Is it time for Victoria’s Secret to say goodbye to its print catalog?
Through a special arrangement, presented here for discussion is a summary of a current article from the Retail TouchPoints website.
L Brands recently indicated it will either outright eliminate or significantly reduce the mailings of its iconic Victoria’s Secret catalog as part of a larger move to focus on core products and digital advertisements.
The company is also reorganizing into three business units — Victoria’s Secret Lingerie, Pink and Victoria’s Secret Beauty — cutting 200 home office jobs, reducing its promotional offers, and eliminating some non-core categories, including swim. The changes come as the lingerie chain has been outperforming much of retail with comparable-store sales ahead five percent in 2015.
The Wall Street Journal was among those that reported the catalog is being discontinued, although it wasn’t certain if it was only being de-emphasized. L Brand officials declined further comment.
Touching on the catalog closing, L Brands said in a statement that it is “evolving how the business connects with customers through more focus on loyalty programs and brand-building engagement rather than traditional catalogues and offers.”

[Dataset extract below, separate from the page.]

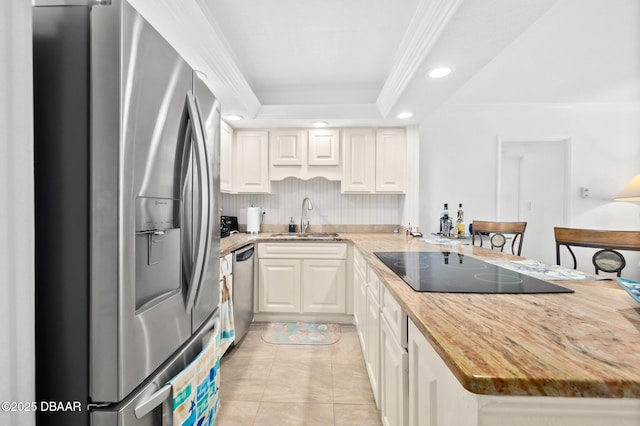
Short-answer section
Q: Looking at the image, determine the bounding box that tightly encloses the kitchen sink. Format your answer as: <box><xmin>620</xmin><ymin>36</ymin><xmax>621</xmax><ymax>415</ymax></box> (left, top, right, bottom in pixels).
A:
<box><xmin>271</xmin><ymin>232</ymin><xmax>340</xmax><ymax>240</ymax></box>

The catalog, featuring scantily clad supermodels, has been around for at least three decades. The retailer typically sent out between 250 million to 300 million copies in 22 installments globally each year.
Catalogs are seen by many as bad for the environment and as mailbox spam. Retail Touchpoints also noted that, in addition to expense, it’s more difficult for brands to target paper catalogs to specific customer groups or individuals compared to digital forms of marketing and communications.
The catalog business has seen a resurgence or at least stabilized in recent years.
J.C. Penney Co. eliminated its catalog in 2010, but brought it back in 2015 after finding customers browse catalogs and then buy online. Restoration Hardware, Chico’s, Pottery Barn, Anthropologie, J. Crew, L.L. Bean and Athleta still sending out catalogs.
In a research note entitled, “Every Guy’s Worst Nightmare,” Citi analyst Paul Lejuez, estimated the company would save about $100 million by eliminating the catalogs, but the move could hurt sales “as the brand may be less top of mind with male and female customers long-term.”
- L Brands Reports March 2016 Sales – L Brands
- Does End Of Victoria’s Secret Catalog Signal Print Marketing’s Demise? – Retail TouchPoints
- Victoria’s Secret Turns Its Back on the Catalog – The Wall Street Journal (sub. required)
- Victoria’s Secret may ‘tread water’ upon swim exit – CNBC
Should Victoria’s Secret discontinue its catalog? What do you see as the pros and cons of such a move?